Union defends pupil relationships
One of the country's largest unions says teachers who have relationships with their pupils in sixth-form shouldn't be prosecuted.
It's illegal for them to have a relationship with one of their students if they're under the age of 18.
But if they get together with 16 or 17-year-olds from a different college they wouldn't be breaking the law.
Chris Keates, general secretary of the NASUWT teaching union, thinks there is a problem with the law as it stands.
"In our view it's perfectly right to deal with the misconduct.
"What we think is the anomaly that needs to be addressed is that a teacher becomes criminalised as a result of what could be a consensual relationship that in any other circumstances they wouldn't be.
"[Also] I think the way in which female teachers having relationships with younger pupils is treated is far different than it is for male teachers.
"There tends to be a much more judgmental approach to women."
If a teacher in the UK is found to be having a sexual relationship with a student who's under 18, they could face up to five years in prison.
They could also be added to the Violent and Sex Offender Register and if convicted, banned from teaching.
Helen (not her real name) had a close friend at school who got together with a teacher after leaving.
"One of my closest friends at school had a massive crush on our PE teacher and it intensified a lot when there was a school trip to Alton Towers.
"She said to me several times, 'I really want to have sex with him. I'm going to sleep with him'.
"We left school and went on to do A-levels at sixth-form college. Another one of my friends told me that she had in fact slept with him.
"It wasn't so long after we'd left school, maybe a few weeks, when they met up and had sex in a car in a car park."
There's little research into how many teachers have relationships with their pupils but a recent survey of more than 2,000 people by polling company YouGov found that one in six know someone who's had an intimate relationship with a teacher while at school.
Simone Bienne is an agony aunt and thinks students are attracted to teachers to try to win power over their fellow pupils.
She said: "Kids are in competition with each other and suddenly, if you get the attention of a teacher, he stares at you or she stares at you, suddenly you are the chosen one.
"You are the top girl or guy in this school and I think that's what it's about.
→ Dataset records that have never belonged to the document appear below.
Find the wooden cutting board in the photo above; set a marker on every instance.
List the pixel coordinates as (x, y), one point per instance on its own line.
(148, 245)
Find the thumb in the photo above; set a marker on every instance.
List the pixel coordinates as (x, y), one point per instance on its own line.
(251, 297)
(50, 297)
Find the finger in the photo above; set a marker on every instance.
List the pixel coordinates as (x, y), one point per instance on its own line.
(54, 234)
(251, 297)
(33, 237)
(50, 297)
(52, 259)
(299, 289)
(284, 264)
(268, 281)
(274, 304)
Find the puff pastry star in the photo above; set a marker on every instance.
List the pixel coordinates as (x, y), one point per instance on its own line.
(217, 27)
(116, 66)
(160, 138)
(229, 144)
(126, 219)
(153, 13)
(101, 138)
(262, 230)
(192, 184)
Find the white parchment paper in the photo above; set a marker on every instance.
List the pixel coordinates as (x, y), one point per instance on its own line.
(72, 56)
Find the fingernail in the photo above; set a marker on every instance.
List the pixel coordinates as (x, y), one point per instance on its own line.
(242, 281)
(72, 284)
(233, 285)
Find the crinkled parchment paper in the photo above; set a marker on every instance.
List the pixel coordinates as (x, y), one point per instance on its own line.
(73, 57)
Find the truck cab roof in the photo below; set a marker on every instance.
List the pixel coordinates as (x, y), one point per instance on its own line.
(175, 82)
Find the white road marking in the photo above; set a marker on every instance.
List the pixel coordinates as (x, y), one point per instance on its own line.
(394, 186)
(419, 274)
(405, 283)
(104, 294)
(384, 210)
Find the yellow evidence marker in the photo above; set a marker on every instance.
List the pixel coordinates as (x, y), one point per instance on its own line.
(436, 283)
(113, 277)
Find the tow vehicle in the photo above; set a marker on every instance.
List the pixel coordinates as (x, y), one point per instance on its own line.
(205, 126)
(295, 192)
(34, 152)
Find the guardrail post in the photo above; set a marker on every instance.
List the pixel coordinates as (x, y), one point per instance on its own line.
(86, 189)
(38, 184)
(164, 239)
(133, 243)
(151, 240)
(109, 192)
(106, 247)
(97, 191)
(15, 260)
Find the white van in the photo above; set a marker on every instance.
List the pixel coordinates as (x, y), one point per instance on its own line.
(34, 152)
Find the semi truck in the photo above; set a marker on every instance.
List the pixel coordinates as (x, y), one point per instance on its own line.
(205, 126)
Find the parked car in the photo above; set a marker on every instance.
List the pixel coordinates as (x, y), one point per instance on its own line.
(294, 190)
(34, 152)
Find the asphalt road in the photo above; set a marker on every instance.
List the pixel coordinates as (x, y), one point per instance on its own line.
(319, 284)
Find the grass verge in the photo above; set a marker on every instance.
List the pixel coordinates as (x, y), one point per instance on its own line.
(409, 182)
It's about being able to express that power."
Camilla is 23 and a trainee teacher. She disagrees with Chris Keates's viewpoint and doesn't think the law needs changing.
She said: "You have to remember that they are children and we're adults, and that is a massive difference between a child and an adult.
"Even a 17-year-old child, they're not an adult yet.
"Your relationship in school between a teacher and a pupil is purely a relationship at school and I think anything out of that would be seen as inappropriate."
Christine Blower, general secretary of the NUT teaching union, says the law is clear.
She said: "The sexual offences act of 2003 meant that a sexual relationship between a teacher and a student for whom they have responsibility up to the age of 18 is a criminal act."